A4: Most research units don’t have 100TB total in their Bucket storage. A few units have more, but of course not all data needs to be backed up - it’s temporary data, or a copy from somewher else, or should be archived. If you are a PI in one of those units and feel 100TB is not enough then please contact us directly!
Q5: All My data is important. Backup everything!
A5: We are constrained by the tape storage size, and also by the bandwidth to Ginoza. It is technically possible to fix both issues, but it is economically infeasible to do so.
Bucket, our current storage system, is very reliable; far more so than, say, a desktop storage NAS, never mind a laptop SSD or a USB backup drive. The risk of data corruption or loss is very small, and not something we worry about.

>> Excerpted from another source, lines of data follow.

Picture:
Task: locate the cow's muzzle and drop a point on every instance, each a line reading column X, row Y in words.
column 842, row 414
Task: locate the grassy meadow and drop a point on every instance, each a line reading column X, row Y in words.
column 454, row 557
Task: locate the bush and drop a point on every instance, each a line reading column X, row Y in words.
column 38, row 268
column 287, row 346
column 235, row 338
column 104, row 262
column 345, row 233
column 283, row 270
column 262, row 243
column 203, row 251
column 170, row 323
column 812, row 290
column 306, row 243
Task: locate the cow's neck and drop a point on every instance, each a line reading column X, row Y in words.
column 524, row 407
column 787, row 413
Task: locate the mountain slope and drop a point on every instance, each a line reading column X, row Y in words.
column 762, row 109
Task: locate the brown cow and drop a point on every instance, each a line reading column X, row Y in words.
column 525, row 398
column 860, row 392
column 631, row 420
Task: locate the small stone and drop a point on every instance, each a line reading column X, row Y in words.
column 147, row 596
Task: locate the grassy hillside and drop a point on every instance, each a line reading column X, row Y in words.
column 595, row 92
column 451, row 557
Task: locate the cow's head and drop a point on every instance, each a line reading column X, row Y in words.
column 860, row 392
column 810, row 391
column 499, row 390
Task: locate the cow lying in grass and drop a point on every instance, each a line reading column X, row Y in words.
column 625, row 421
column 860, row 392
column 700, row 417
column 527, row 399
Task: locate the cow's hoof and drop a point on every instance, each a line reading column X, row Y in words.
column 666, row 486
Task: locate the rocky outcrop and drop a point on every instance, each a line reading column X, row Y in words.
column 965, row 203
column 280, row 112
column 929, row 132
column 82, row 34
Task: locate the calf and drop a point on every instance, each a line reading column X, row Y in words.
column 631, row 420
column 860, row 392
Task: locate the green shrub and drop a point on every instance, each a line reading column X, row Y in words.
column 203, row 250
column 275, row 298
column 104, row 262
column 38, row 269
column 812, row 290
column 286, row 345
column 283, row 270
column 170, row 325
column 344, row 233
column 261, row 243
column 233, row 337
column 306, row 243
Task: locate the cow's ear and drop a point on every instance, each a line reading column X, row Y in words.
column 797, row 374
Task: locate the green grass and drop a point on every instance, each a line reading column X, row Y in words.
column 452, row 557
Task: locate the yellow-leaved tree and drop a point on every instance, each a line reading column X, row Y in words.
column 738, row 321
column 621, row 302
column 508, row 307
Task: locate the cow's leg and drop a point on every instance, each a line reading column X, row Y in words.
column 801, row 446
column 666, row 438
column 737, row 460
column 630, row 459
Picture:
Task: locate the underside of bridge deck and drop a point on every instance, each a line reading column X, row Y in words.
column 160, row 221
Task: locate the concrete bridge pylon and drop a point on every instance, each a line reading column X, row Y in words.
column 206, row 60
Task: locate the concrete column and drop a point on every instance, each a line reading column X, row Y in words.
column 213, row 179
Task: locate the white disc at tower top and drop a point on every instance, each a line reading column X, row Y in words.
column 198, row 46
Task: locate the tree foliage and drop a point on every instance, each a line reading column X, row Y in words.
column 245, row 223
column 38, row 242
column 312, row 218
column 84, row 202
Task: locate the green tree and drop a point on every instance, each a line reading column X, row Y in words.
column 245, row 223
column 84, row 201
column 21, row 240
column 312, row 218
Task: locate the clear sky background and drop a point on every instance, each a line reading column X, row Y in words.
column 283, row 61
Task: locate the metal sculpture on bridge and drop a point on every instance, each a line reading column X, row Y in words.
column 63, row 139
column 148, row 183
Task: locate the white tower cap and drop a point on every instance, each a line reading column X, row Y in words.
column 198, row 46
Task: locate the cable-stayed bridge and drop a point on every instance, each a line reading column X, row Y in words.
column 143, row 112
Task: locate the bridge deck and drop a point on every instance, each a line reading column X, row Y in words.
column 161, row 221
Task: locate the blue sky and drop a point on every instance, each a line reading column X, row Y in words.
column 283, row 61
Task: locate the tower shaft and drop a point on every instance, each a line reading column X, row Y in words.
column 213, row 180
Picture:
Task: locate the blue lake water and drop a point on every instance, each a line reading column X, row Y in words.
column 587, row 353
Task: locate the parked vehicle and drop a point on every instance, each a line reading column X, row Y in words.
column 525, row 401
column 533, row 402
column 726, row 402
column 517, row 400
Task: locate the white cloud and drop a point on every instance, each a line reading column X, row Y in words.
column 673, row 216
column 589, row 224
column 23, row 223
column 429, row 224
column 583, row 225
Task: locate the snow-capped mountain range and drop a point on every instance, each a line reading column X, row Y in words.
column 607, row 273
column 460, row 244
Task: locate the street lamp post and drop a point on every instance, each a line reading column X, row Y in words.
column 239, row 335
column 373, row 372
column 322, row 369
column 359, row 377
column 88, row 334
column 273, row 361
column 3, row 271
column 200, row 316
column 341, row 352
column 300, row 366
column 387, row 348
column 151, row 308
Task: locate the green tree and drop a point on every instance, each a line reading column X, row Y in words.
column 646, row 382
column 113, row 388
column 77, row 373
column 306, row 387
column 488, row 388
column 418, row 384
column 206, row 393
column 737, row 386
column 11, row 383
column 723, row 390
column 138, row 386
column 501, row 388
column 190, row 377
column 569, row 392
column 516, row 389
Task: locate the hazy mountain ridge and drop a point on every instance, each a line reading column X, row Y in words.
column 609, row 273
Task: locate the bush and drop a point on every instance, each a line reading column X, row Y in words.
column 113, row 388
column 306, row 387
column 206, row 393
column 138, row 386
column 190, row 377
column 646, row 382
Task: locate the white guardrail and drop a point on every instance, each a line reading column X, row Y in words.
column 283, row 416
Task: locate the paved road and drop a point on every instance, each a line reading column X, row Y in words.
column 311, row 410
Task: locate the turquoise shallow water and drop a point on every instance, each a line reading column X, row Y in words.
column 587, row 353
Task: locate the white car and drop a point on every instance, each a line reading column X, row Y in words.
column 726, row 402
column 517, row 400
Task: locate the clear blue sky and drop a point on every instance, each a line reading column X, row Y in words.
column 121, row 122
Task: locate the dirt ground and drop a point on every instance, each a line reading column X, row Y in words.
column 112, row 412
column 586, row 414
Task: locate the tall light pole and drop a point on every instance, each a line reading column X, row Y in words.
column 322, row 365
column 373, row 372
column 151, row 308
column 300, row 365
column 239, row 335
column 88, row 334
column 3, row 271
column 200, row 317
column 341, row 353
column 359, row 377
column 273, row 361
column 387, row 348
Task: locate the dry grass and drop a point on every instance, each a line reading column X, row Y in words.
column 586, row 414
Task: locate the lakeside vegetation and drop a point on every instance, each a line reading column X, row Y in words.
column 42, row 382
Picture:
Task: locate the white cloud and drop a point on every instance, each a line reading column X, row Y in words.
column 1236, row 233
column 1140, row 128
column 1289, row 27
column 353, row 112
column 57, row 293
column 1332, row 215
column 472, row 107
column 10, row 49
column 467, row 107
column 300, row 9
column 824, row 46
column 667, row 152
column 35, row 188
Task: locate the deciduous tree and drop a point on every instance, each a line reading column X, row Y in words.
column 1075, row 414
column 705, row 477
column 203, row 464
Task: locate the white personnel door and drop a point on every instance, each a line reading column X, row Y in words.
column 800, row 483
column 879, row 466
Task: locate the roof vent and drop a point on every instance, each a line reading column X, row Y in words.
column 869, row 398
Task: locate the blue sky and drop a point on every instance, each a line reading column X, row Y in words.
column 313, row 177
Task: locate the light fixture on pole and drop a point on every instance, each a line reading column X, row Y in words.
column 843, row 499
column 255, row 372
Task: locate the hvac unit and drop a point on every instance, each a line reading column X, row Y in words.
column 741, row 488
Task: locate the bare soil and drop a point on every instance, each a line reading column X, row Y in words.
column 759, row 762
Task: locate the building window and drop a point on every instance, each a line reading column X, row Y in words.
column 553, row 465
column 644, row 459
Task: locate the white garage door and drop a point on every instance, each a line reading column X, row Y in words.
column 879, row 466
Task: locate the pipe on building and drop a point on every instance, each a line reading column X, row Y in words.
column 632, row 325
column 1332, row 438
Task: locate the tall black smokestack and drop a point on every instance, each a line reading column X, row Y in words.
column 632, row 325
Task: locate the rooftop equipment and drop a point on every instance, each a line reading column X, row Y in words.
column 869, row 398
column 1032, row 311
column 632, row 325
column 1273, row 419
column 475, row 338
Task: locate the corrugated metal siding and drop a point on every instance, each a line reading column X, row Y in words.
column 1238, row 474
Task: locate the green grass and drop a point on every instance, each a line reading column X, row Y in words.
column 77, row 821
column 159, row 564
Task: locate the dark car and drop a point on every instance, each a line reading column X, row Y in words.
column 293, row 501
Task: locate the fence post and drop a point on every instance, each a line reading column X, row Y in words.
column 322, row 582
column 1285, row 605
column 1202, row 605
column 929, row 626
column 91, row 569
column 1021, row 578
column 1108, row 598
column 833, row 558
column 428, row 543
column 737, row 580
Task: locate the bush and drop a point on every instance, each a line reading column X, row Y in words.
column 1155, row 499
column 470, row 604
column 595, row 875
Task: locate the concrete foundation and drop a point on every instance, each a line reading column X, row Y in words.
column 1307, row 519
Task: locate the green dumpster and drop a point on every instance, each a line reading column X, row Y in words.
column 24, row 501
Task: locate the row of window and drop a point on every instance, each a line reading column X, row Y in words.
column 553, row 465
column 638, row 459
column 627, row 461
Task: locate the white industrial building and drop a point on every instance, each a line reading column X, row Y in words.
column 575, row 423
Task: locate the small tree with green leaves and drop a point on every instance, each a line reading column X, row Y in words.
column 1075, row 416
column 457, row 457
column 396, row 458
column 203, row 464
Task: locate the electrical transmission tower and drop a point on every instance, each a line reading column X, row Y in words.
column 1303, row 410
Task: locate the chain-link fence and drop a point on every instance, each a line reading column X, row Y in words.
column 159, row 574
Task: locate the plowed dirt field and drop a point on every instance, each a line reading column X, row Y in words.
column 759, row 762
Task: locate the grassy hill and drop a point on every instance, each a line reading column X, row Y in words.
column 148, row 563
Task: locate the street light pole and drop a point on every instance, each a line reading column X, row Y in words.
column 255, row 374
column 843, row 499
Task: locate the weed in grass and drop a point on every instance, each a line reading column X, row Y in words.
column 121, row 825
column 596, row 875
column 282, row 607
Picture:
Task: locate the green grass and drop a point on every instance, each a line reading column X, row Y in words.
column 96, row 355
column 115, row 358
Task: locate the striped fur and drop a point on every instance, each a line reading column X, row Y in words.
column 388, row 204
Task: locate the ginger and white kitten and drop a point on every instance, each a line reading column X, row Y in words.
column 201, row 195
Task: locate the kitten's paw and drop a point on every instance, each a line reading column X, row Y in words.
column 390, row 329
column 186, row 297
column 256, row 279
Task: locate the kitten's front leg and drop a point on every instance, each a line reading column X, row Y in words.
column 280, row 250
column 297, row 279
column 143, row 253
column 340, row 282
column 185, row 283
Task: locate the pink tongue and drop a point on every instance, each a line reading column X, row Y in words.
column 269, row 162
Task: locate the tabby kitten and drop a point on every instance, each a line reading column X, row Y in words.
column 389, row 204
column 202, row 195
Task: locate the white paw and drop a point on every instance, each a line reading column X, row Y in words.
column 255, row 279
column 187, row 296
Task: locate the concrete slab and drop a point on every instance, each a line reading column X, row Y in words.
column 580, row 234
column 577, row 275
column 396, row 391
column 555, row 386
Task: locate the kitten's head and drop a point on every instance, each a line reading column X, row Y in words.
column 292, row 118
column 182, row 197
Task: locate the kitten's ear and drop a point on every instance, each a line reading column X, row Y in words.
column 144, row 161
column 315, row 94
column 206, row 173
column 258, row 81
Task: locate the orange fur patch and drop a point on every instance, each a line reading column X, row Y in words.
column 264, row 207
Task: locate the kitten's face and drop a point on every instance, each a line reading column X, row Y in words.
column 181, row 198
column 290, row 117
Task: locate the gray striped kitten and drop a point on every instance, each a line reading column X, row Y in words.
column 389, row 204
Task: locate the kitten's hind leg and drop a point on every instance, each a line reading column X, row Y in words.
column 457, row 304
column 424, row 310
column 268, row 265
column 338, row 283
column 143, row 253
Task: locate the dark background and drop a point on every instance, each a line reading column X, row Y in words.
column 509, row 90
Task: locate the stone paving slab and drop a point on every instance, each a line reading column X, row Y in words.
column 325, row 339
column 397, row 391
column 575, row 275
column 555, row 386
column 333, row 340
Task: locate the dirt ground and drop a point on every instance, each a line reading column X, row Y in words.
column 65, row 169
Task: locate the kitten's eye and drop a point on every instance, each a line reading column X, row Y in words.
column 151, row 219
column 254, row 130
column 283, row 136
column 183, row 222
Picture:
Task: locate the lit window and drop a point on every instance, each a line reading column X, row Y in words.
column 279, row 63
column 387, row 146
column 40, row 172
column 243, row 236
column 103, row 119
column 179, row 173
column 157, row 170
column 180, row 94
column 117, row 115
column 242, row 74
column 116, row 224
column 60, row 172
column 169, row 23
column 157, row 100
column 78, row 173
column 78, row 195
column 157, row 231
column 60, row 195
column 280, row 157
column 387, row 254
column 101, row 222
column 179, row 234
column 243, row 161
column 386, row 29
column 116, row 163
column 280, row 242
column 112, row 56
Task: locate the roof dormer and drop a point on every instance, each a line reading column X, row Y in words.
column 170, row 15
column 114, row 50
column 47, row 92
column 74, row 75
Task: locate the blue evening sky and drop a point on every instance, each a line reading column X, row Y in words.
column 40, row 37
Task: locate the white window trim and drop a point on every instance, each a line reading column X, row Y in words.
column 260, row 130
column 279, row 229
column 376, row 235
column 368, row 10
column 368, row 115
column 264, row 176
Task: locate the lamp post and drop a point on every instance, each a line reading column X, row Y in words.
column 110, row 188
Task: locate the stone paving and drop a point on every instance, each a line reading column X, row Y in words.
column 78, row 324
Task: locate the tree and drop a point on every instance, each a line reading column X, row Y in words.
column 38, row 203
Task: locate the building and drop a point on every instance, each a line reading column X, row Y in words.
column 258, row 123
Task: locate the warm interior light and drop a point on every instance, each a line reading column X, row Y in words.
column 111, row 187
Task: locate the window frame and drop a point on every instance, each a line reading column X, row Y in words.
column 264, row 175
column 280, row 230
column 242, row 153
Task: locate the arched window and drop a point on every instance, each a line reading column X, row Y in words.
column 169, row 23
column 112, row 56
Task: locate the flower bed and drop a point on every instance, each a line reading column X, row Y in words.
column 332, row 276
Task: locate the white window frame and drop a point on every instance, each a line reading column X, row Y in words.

The offsite backups are here to handle two failure scenarios:
The main one is for business continuity: We have a site-wide disaster (a major earthquake, say), the data center is demolished and the storage is destroyed along with it. The recovery will take months or more, and would necessarily be focused only on the most critical data.
You accidentally delete a file you shouldn’t have. In this case, your local backup folder will have the latest backup so you can go there and recover the lost file yourself. But if the latest version doesn’t have it, we can maybe recover it for you from an earlier snapshot.
The existing old-style backups remain on the tape system. The last old backup (mid-April) will be kept at least for a year or more - any old unit data will have a backup.
But no new backups will happen until you start adding archives to the Backup folder.
Ask all unit members to look at their data on Bucket and decide what
is worth backing up. Then follow the guide above to
create backups in the “Backup/” folder.
Discuss internally what kind of backup strategy you want to have in your unit. If you’re not using Bucket a lot then each member deciding on their own is probably fine. If you have a lot of data and a lot of projects you may want to have a unit policy in place.
Do you want a backup file per member? One backup per project? Can a unit member split their work into multiple backup archives? What information should the description file have?
We understand this is a big change. Feel free to ask us for advice for your particular situation.